Jira (PUP-10158) Filename with non-UTF8-encoding corrupts state.yaml

0 views
Skip to first unread message

Torsten Roloff (JIRA)

unread,
Dec 4, 2019, 6:21:04 AM12/4/19
to puppe...@googlegroups.com
Torsten Roloff created an issue
 
Puppet / Bug PUP-10158
Filename with non-UTF8-encoding corrupts state.yaml
Issue Type: Bug Bug
Affects Versions: PUP 6.10.1
Assignee: Unassigned
Attachments: test_from.zip
Components: Windows
Created: 2019/12/04 3:20 AM
Priority: Minor Minor
Reporter: Torsten Roloff

Puppet Version: Agent 5.5.14
Puppet Server Version: 6.7.2-1stretch
OS Name/Version: Windows 7 **

I'm not an encoding nor puppet expert, this description is what happens from my point of view:

I use a simple file resource to copy a directory test_from.zip to a windows client like this:

file { 'c:/test_to':
  ensure => directory,
  backup => false,
  force => true,
  purge => true,
  recurse => true,
  source => "c:/test_from",
  }

Unfortunately, the source contains some files with non-unicode characters in their filenames (ASCII-encoded?).

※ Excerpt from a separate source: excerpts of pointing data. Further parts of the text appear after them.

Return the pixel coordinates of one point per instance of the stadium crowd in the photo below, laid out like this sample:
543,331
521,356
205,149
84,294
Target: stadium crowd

These filenames are written to state.yaml and transactionstore.yaml during the agent run.

During the next run, puppet tries to read the yaml files (in /opt/puppetlabs/puppet/lib/ruby/vendor_ruby/puppet/util/yaml.rb Puppet::Util::Yaml.safe_load_file) and gives an error as shown below. This may be because safe_load_file assumes the content of the state files to be utf-8 (Puppet::(FileSystem.read(filename, :encoding => 'bom|utf-8')).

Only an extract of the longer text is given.